After over one year of consultations with various stake-holders and experts, and despite reported pressure from the pharmaceutical industry to weaken the IP Bill, the Kenya parliament approved a WTO/TRIPS compliant Industrial Property Bill 2001, which includes most of the WHO recommended 'safeguards'. These include parallel importing (the right to shop around the world for the cheapest patented drug): compulsory licenses (issuing licenses for the production or importation of cheaper generic medicines - the new Kenya IP Bill specifically mentions high drug prices as a ground for issuing compulsory licenses), and the 'Bolar provision' which allows generic manufacturers to do the appropriate trials, registration process etc, to be ready to roll off the production line as soon as the patent expires.
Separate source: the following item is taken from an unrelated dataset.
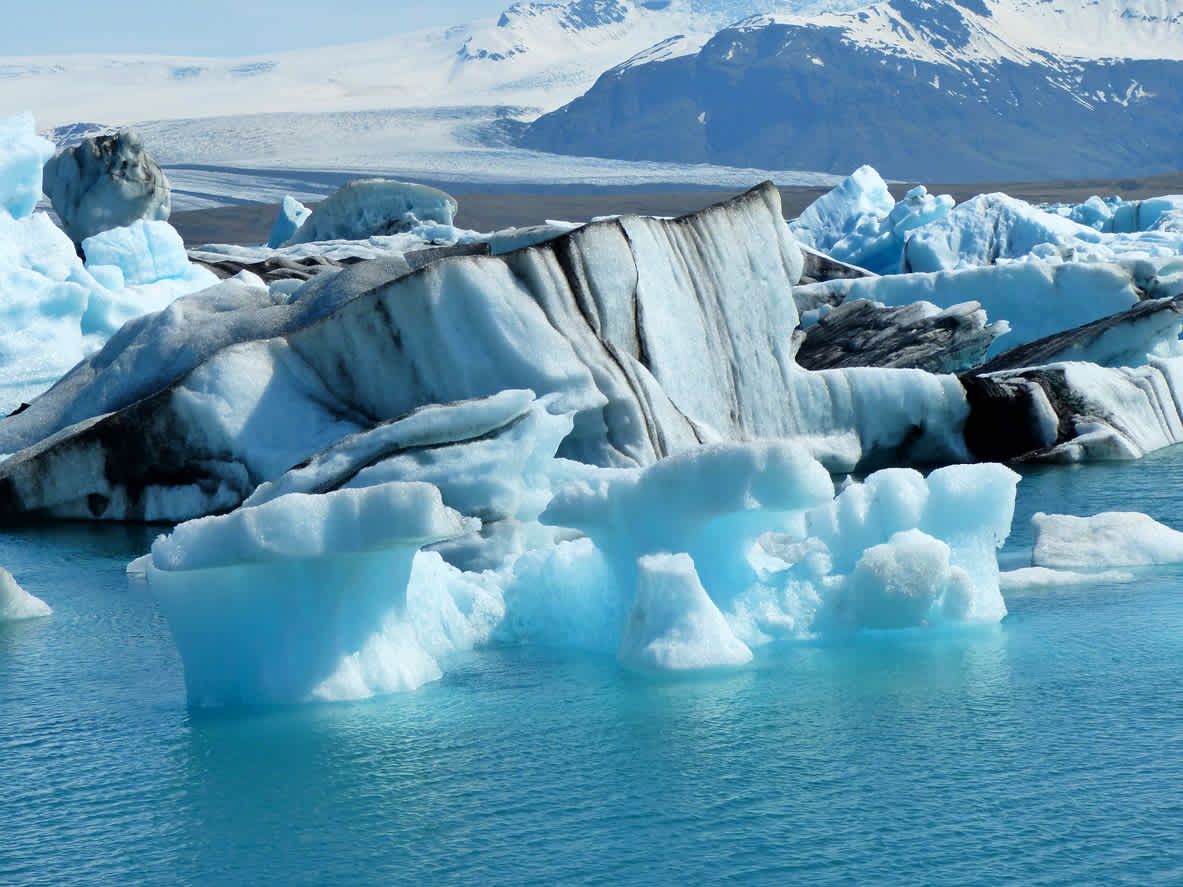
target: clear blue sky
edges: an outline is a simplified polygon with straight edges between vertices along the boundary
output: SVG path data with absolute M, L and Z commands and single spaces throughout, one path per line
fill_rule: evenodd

The deadline for developing and least developed countries to amend the laws to make them WTO/TRIPS compliant; is 2000 and 2006 respectively. Kenya and South Africa have set a precedent for developing countries to stand up to industry and to have the courage to include the recommended safeguards in their laws.

To ensure competitive prices and to bring affordable medicines to those who need them most, the challenge for all developing countries; including Kenya and South Africa, is to urgently issue compulsory licenses for the production and importation of generic medicines for HIV/AIDS and other infectious diseases. In Kenya, it is estimated that around 2.3 million adults are living with HIV and 700 people die per day of HIV related infections.

What has become a chronic disease in Europe and America where patients are treated, reducing mortality by 80%, remains a deadly plague in Africa. One of the key factors why people continue to die of AIDS is that anti-retrovirals (ARVs) and other essential medicines are too expensive: Only 1-2000 people are estimated to be undergoing treatment in Kenya.